3.2. Stand van zaken

Energiebesparing gemeentelijke gebouwen en openbare ruimte

We werken al enige jaren aan energiebesparing door concrete maatregelen te nemen aan gemeentelijke gebouwen (gemeentehuis, brandweerkazernes, gemeentewerf, sporthallen en gymzalen) en openbare verlichting.

 

We beschikken niet over gegevens om een uitgebreide monitoring van alle resultaten te laten zien. Het blijkt dat de gemeente het energieverbruik van de organisatie heeft terug gedrongen van 28 TJ (in 2010) naar 16 TJ (in 2018) per jaar2 . We verwachten dat we nog meer gaan besparen. Conclusie is dat we op koers liggen met onze doelstelling.

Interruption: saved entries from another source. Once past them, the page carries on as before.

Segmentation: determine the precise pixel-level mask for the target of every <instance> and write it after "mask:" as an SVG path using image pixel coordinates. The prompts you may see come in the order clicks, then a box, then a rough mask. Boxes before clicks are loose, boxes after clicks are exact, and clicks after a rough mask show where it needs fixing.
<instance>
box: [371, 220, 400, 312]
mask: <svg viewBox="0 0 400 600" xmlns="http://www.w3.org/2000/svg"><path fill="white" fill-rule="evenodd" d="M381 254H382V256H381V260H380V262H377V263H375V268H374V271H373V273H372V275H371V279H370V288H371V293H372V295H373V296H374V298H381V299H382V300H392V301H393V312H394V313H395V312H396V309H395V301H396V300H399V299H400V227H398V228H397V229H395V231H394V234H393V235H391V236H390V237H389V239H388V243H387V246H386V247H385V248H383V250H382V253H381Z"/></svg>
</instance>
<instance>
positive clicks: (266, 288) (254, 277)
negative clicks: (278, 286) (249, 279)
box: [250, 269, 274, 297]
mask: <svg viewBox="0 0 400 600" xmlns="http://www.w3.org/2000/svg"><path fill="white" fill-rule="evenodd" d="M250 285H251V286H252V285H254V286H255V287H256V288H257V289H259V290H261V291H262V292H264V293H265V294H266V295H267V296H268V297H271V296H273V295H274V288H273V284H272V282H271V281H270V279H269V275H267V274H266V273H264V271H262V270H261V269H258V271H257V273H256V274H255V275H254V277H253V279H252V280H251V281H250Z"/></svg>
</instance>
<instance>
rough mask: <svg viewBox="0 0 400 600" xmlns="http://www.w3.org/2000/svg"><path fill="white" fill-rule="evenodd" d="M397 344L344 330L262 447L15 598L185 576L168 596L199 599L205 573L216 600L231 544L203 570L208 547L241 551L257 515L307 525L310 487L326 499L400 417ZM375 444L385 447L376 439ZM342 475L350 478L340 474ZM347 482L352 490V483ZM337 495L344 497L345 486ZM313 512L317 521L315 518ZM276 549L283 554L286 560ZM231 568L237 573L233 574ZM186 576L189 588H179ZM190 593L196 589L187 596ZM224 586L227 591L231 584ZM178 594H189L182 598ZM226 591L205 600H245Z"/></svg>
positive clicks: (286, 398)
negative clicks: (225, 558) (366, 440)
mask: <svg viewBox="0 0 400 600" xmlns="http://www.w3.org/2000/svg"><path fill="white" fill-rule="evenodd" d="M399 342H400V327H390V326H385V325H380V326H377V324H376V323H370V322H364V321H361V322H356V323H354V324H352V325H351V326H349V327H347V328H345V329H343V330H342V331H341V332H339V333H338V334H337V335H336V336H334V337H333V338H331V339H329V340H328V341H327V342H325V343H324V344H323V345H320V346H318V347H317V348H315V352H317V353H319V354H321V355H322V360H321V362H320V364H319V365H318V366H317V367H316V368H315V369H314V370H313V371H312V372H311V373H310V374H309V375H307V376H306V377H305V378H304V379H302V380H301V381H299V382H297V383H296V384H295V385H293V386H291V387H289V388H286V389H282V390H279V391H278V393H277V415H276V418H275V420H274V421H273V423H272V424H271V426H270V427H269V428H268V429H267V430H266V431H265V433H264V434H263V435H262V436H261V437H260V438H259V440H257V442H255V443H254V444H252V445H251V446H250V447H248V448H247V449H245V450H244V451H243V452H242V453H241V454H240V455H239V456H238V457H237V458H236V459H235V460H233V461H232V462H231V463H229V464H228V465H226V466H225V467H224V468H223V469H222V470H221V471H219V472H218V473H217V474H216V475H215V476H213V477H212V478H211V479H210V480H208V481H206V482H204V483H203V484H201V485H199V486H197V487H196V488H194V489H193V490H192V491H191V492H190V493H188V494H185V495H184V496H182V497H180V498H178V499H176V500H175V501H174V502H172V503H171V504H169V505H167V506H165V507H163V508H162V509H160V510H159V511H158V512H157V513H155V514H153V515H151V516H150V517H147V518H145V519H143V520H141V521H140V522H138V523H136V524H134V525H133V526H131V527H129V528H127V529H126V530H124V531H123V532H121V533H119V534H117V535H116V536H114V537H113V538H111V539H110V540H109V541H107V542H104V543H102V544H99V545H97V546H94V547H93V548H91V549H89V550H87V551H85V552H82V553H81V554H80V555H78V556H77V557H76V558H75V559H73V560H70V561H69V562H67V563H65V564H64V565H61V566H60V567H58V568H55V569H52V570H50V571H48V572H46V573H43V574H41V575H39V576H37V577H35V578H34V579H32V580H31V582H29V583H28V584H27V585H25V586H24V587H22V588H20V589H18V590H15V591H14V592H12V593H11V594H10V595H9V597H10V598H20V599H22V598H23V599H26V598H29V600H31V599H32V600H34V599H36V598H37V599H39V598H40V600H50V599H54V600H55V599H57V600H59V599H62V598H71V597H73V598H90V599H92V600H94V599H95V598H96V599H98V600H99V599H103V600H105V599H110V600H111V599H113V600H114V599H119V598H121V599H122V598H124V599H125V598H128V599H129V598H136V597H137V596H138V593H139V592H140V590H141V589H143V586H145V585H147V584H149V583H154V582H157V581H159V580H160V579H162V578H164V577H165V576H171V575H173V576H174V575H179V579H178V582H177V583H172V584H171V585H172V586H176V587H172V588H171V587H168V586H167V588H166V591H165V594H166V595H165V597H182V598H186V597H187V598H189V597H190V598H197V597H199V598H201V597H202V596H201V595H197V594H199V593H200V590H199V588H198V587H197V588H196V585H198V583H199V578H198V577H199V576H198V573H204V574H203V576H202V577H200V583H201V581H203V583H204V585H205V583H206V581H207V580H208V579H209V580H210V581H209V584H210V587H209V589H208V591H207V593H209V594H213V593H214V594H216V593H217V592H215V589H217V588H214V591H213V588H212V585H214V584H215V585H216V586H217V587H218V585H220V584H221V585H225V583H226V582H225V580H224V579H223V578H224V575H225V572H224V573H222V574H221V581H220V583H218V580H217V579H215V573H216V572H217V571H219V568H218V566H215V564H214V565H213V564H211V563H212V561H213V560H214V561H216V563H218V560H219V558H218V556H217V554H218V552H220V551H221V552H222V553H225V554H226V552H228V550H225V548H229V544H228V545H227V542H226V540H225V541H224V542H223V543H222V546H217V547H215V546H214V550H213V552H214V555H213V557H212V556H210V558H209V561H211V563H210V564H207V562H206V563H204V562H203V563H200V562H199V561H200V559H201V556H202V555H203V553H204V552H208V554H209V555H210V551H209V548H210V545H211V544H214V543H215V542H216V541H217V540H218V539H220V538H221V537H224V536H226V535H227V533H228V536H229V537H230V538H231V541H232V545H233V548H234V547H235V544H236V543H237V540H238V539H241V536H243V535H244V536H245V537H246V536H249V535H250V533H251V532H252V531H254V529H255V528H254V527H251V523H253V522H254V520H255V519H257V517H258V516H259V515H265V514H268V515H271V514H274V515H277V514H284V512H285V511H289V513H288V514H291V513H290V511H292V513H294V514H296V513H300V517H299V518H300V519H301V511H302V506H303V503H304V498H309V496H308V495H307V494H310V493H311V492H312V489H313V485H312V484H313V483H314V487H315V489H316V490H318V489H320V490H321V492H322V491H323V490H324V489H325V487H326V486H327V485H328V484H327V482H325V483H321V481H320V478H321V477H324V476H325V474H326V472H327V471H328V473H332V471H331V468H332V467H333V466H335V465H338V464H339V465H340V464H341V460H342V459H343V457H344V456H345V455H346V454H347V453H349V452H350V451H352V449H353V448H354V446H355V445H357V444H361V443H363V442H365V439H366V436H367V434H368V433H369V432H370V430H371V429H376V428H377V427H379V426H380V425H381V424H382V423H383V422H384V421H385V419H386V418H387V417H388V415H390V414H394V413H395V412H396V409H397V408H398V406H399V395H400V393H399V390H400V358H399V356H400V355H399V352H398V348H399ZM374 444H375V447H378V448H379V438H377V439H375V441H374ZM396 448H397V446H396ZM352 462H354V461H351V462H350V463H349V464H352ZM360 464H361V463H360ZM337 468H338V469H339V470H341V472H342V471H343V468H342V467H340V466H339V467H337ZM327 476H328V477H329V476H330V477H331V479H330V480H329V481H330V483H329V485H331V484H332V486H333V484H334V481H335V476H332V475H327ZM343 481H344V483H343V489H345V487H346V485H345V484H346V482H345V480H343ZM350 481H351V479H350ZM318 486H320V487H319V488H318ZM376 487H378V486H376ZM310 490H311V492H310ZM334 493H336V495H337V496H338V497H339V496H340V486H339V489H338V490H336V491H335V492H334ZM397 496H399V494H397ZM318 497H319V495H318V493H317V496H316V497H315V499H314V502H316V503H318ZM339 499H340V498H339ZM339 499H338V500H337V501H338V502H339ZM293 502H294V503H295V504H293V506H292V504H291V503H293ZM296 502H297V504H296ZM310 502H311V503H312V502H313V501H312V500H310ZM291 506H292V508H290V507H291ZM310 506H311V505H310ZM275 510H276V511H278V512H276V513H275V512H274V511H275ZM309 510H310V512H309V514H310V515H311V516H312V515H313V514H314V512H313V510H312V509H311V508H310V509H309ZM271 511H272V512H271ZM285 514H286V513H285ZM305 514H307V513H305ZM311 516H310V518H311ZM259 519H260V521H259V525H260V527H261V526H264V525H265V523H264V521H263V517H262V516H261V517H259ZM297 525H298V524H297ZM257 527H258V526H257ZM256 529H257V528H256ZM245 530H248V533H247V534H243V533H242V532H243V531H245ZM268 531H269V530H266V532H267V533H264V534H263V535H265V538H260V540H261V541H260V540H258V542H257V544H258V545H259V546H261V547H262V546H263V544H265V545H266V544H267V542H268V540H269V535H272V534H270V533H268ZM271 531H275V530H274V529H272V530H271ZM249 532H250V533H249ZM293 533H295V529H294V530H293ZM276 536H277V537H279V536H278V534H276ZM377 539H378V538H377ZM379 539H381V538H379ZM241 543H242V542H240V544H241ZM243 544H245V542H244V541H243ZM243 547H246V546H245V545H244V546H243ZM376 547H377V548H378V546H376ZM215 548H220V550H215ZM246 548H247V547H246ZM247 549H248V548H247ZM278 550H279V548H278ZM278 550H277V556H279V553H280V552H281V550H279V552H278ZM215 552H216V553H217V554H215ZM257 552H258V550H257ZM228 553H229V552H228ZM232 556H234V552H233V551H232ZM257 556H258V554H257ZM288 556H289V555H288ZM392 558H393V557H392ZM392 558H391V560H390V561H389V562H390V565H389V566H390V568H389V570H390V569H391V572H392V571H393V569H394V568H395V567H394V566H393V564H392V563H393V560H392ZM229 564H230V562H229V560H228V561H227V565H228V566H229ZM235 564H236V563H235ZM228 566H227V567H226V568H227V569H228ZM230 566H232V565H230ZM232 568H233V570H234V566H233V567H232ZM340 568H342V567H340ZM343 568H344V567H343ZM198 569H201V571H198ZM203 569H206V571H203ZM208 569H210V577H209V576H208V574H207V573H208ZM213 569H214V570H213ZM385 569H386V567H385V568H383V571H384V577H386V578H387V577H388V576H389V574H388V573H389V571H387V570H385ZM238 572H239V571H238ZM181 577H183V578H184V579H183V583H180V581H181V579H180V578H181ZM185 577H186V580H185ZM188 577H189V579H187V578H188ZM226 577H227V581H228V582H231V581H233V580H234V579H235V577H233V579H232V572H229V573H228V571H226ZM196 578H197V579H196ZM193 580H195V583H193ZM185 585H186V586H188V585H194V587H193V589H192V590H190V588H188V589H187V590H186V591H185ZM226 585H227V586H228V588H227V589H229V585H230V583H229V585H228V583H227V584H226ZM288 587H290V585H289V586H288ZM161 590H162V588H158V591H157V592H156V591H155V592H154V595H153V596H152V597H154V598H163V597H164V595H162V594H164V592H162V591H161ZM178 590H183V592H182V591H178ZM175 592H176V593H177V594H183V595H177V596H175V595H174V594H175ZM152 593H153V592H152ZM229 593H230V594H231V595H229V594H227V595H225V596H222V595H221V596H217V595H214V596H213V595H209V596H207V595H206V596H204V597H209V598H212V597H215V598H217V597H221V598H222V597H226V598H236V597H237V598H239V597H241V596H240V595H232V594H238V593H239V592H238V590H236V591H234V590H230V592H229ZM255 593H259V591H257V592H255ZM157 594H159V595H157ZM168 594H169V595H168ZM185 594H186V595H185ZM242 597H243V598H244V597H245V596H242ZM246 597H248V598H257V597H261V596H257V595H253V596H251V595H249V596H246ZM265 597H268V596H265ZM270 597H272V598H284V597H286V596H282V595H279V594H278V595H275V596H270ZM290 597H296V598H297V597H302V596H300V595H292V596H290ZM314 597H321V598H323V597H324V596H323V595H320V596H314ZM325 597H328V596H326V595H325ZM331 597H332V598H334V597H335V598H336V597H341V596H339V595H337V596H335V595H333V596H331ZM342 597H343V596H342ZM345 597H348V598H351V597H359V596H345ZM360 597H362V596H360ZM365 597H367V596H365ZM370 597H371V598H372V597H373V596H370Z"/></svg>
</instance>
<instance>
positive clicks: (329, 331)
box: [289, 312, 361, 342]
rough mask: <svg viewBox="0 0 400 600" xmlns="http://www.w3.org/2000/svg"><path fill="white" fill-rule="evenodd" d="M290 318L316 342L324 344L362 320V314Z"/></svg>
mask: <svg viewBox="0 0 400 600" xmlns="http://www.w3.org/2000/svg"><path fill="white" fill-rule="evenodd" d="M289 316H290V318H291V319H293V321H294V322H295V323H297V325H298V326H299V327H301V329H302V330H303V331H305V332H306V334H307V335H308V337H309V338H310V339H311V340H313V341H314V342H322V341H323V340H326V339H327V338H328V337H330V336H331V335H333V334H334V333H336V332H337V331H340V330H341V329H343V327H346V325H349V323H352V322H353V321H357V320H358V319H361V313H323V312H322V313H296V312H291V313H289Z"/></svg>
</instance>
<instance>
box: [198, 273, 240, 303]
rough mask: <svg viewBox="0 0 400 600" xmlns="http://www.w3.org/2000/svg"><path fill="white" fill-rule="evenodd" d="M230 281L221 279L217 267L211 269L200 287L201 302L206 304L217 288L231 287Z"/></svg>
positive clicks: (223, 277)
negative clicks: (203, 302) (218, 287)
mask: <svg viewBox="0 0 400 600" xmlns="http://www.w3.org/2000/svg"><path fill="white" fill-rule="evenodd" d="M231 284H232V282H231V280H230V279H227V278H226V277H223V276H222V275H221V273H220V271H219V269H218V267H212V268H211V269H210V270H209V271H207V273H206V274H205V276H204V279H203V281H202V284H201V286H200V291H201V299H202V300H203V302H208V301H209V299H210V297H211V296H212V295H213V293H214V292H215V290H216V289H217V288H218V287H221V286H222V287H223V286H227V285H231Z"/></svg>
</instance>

Inmiddels is een kwart van de openbare verlichting vervangen door LEDverlichting. Voor het overige deel is door de gemeenteraad een plan vastgesteld.

 

Energiebesparing woningen

Het huidig elektriciteit- en gasverbruik in onze gemeente is over de afgelopen jaren gezien redelijk stabiel. We zien een lichte daling in elektriciteitsgebruik in woningen. Tot 2018 zien we een daling van ongeveer 1% per jaar. De doelstelling van 1,5% halen we nog niet. Het effect van 2019 en 2020 is nog niet zichtbaar in de cijfers. En omdat we in 2018 zijn begonnen kunnen we over 2019 en 2020 nog geen conclusies trekken. Nieuwe woningen dragen hieraan ook bij doordat deze bijna energieneutraal dienen te zijn.

Gelet op de groei van het aantal inwoners de afgelopen jaren, halen we onze doelstelling per woning mogelijk wel.

 

Energiebesparing bedrijven

Vanuit onze Klimaatnota zetten wij in op het bij elkaar brengen van bedrijven, zodat ze van elkaar kunnen leren en elkaar inspireren.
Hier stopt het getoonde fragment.